In contrast to his longevity as a cultural icon, the cowboy's appearance on the historical stage was fleeting. Actual cowboys rode the trail for less than a generation following the Civil War—from 1865 until the late 1880s. They were the product of the open-range cattle industry, which required the services of hired hands to round up and drive Texas cattle to northern railheads for transport to markets in the East. Early accounts, influenced by middle-class Victorian associations of manhood with propriety and gentility, presented cowboys as antisocial and often criminal figures prone to drunken assaults on defenseless communities on the western frontier. But Wister and his friends, including the artist Frederic Remington and the future U.S. president Theodore Roosevelt, worried that overcivilization and growing immigration threatened manly vigor and Anglo-Saxon cultural and physical dominance. As a result, they recast the cowboy as an exemplar of the natural integrity and racial superiority of the Anglo-American male.
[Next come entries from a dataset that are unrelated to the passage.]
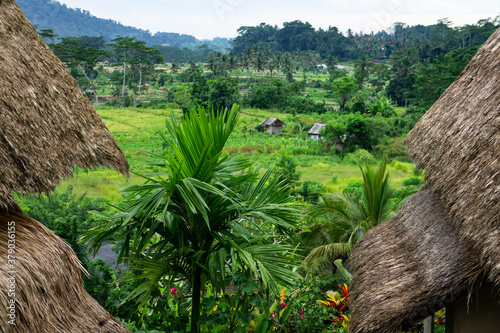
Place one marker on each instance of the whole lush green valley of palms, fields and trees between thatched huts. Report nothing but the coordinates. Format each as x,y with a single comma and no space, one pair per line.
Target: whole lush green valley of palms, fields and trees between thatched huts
256,163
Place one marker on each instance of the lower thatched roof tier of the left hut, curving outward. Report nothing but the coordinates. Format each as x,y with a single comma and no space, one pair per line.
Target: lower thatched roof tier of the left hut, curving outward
53,299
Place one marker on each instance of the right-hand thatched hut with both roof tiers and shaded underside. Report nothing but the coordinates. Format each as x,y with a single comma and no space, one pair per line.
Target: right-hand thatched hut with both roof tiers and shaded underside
443,248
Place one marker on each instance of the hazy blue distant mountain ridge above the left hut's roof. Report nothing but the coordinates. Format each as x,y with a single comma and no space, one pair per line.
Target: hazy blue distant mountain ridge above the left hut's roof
69,22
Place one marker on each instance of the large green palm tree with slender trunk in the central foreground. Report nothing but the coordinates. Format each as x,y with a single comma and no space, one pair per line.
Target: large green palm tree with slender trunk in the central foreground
207,215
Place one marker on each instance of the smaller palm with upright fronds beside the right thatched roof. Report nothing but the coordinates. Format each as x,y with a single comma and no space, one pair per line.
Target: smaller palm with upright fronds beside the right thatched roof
343,219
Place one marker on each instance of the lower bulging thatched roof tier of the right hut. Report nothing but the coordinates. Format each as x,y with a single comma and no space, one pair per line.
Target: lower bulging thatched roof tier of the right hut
409,267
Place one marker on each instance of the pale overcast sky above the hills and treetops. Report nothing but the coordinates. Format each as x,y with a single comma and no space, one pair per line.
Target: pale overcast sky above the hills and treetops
221,18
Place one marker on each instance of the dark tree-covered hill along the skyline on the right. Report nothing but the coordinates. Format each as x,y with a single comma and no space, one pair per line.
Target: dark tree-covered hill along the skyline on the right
430,41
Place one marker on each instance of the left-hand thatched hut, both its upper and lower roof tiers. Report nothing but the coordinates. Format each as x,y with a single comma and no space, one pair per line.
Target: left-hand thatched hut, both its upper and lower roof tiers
47,126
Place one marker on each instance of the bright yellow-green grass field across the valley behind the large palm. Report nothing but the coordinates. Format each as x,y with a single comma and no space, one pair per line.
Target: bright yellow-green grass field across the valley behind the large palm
136,130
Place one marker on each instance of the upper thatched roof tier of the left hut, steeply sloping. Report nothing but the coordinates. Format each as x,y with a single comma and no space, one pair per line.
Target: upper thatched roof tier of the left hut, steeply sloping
47,124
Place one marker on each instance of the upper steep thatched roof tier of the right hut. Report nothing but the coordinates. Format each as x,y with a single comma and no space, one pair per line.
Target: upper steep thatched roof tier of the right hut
457,142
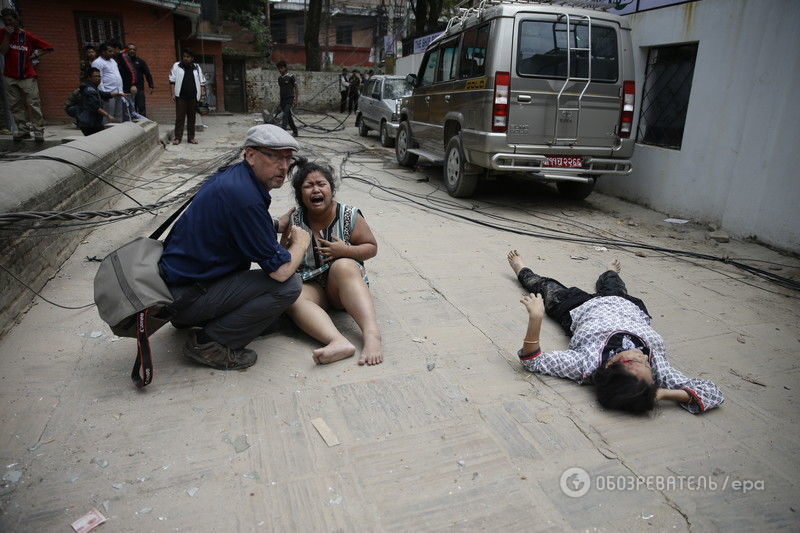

Despite the cowboy's historical status as a poorly paid laborer within a massive business enterprise, the image of the cowboy astride his horse represented the fantasy of masculine autonomy and mobility—a life free from urban-industrial concerns, domestic constraints, emotional attachments, and the feminizing influences of civilization. Roosevelt, in particular, celebrated the cowboy's reinvigorating primitive pursuits as a model of the “strenuous life”—a life of outdoor physical adventure that would cure men of the softness and nervous exhaustion brought on by modern commercial society.
The cowboy has always been a paradoxical figure, at once modern and archaic. He has embodied concerns over the fate of a traditional producer-based model of masculinity in a modern consumer society, while at the same time the cowboy image itself was created as a mass commodity and has endured due to its success as marketable entertainment. In the twentieth century, alongside such icons of rugged authenticity as Hart and Wayne, such cowboy stars of film, radio, and television as Tom Mix, the Lone Ranger, and Hopalong Cassidy have—like their nineteenth-century Wild West show brethren—eschewed manly reserve in favor of flashy costumes, daredevil stunts, and commercial product endorsements. By the latter half of the twentieth century, parodies and critiques of the image of the cowboy as a tough, laconic loner became more frequent, particularly as authoritative white masculinity came under pressure from the civil rights and liberation movements of the 1960s and 1970s. Nonetheless, the cowboy image endures, in music, fashion, and, not least of all, in political rhetoric, where politicians from Henry Kissinger to Ronald Reagan to George W. Bush have invoked the cowboy image to legitimize the moral authority of violent action in the name of the American nation.